The evaluation is also based on the source or metric data, the left-hand side of the threshold condition - consider CPU Usage (LHS) > 70 (RHS).
The query editor (ClickHouse
tab in the alert form
) allows you to define a query to fetch the metric (source) data from ClickHouse and evaluate if the threshold condition occurs in it. The query format requires use of following reserved columns and parameters which simplify the syntax and support dynamic parts.
Reserved Aliases (for use in SELECT, GROUP BY only): value
, res
, result
, interval
Reserved Parameters (for use in WHERE condition only):
{{.start_datetime}}
{{.end_datetime}}
{{.start_timestamp}}
{{.end_timestamp}}
{{.start_timestamp_ms}}
{{.end_timestamp_ms}}
{{.start_timestamp_nano}}
{{.end_timestamp_nano}}
Let's explore sample queries to use ClickHouse data in alert evaluation.
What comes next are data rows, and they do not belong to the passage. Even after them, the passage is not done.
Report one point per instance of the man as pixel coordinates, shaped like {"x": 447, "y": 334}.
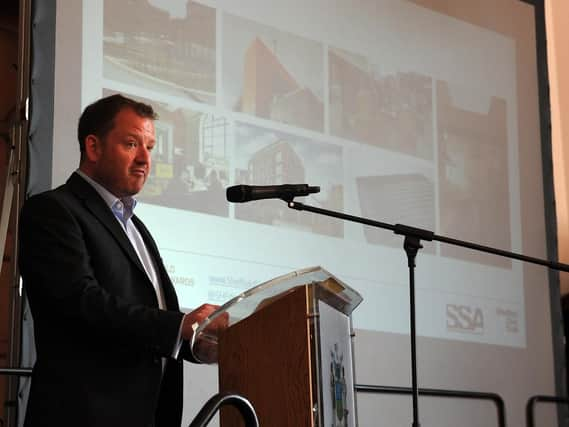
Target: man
{"x": 108, "y": 329}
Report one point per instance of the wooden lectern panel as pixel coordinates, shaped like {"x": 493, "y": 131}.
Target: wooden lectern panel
{"x": 266, "y": 358}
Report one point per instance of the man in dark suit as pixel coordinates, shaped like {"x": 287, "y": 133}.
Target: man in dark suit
{"x": 108, "y": 331}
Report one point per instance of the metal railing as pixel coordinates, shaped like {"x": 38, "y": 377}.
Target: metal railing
{"x": 532, "y": 401}
{"x": 19, "y": 372}
{"x": 457, "y": 394}
{"x": 216, "y": 402}
{"x": 203, "y": 417}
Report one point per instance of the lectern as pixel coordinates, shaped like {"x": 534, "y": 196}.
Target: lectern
{"x": 288, "y": 349}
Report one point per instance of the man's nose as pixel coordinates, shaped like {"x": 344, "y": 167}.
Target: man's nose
{"x": 143, "y": 154}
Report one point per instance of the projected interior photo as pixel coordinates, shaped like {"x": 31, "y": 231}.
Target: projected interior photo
{"x": 391, "y": 110}
{"x": 267, "y": 157}
{"x": 162, "y": 47}
{"x": 272, "y": 74}
{"x": 397, "y": 199}
{"x": 473, "y": 177}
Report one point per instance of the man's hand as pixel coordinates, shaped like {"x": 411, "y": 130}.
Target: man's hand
{"x": 195, "y": 317}
{"x": 205, "y": 346}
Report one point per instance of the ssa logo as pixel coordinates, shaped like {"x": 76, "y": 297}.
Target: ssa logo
{"x": 465, "y": 318}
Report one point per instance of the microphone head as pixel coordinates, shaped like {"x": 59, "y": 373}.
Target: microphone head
{"x": 238, "y": 193}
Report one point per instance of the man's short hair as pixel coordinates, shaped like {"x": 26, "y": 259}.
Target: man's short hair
{"x": 98, "y": 118}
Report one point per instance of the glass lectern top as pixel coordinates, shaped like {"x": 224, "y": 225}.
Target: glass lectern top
{"x": 204, "y": 341}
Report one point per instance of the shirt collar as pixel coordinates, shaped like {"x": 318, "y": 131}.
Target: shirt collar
{"x": 122, "y": 208}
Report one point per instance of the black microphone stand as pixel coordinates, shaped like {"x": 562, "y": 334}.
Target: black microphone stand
{"x": 412, "y": 244}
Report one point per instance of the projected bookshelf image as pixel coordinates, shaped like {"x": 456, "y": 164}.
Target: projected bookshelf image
{"x": 397, "y": 199}
{"x": 266, "y": 157}
{"x": 165, "y": 48}
{"x": 388, "y": 110}
{"x": 272, "y": 75}
{"x": 473, "y": 177}
{"x": 190, "y": 164}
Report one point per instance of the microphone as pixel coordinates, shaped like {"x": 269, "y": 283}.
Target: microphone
{"x": 286, "y": 192}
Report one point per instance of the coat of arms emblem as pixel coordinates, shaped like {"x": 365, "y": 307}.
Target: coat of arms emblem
{"x": 338, "y": 388}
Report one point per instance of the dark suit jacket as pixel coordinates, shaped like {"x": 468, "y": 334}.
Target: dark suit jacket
{"x": 98, "y": 331}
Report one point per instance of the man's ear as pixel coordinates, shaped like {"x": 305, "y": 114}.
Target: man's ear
{"x": 92, "y": 148}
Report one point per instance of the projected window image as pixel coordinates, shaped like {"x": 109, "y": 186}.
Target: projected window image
{"x": 403, "y": 199}
{"x": 171, "y": 50}
{"x": 473, "y": 176}
{"x": 272, "y": 75}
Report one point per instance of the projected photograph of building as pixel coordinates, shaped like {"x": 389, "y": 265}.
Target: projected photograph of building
{"x": 272, "y": 75}
{"x": 407, "y": 199}
{"x": 473, "y": 177}
{"x": 161, "y": 47}
{"x": 388, "y": 110}
{"x": 266, "y": 157}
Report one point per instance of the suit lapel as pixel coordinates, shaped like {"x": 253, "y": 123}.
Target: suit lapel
{"x": 96, "y": 205}
{"x": 167, "y": 287}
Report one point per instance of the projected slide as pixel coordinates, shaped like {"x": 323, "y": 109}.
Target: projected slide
{"x": 388, "y": 123}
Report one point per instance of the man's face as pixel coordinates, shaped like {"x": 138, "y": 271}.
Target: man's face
{"x": 122, "y": 159}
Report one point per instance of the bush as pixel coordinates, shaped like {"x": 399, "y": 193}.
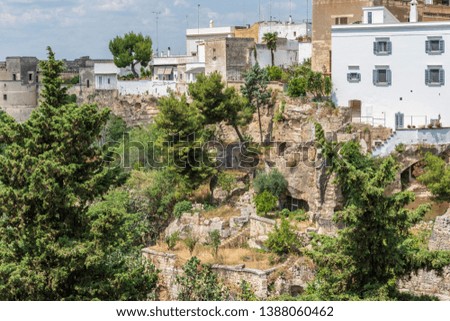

The rule engine is always looking for special column aliases. When the query returns data, the rule engine looks into the result for a column with alias value
or result
and compares the vector of all those values with the threshold (defined in alert form).
For example, the following query retrieves not found
errors of a service. When this query returns data, the rule engine will compare value
from each row with the threshold set in alert form.
SELECT count() AS value
FROM signoz_traces.distributed_signoz_error_index_v2
WHERE (serviceName='api-service’)
AND (exceptionType='Not found’);
If the same query is written without the column alias value
or result
, the rule engine will ignore the metric and fail to arrive at a threshold match.
Second reserved column alias is interval
. It is useful when you want to apply threshold check over n time intervals.
SELECT count() AS value, toStartOfInterval(timestamp, INTERVAL 5 MINUTE) AS interval
FROM signoz_traces.distributed_signoz_error_index_v2
WHERE (serviceName = 'api-service')
AND (exceptionType = 'Not found')
GROUP BY interval
The rule engine is also capable of dynamically applying date ranges to your SELECT
query. When you choose last 15 mins
option in the alert conditions section, the rule engine applies timestamp values in the timeframe condition below.
SELECT count() AS value, toStartOfInterval(timestamp, INTERVAL 5 MINUTE) AS interval
FROM signoz_traces.distributed_signoz_error_index_v2
WHERE timestamp BETWEEN {{.start_datetime}} AND {{.end_datetime}}
AND (serviceName = 'api-service')
AND (exceptionType = 'Not found')
GROUP BY interval
The reserved bind variables {{.start_datetime}}
and {{.end_datetime}}
would allow rule engine to dynamically include date range query when the alert query runs.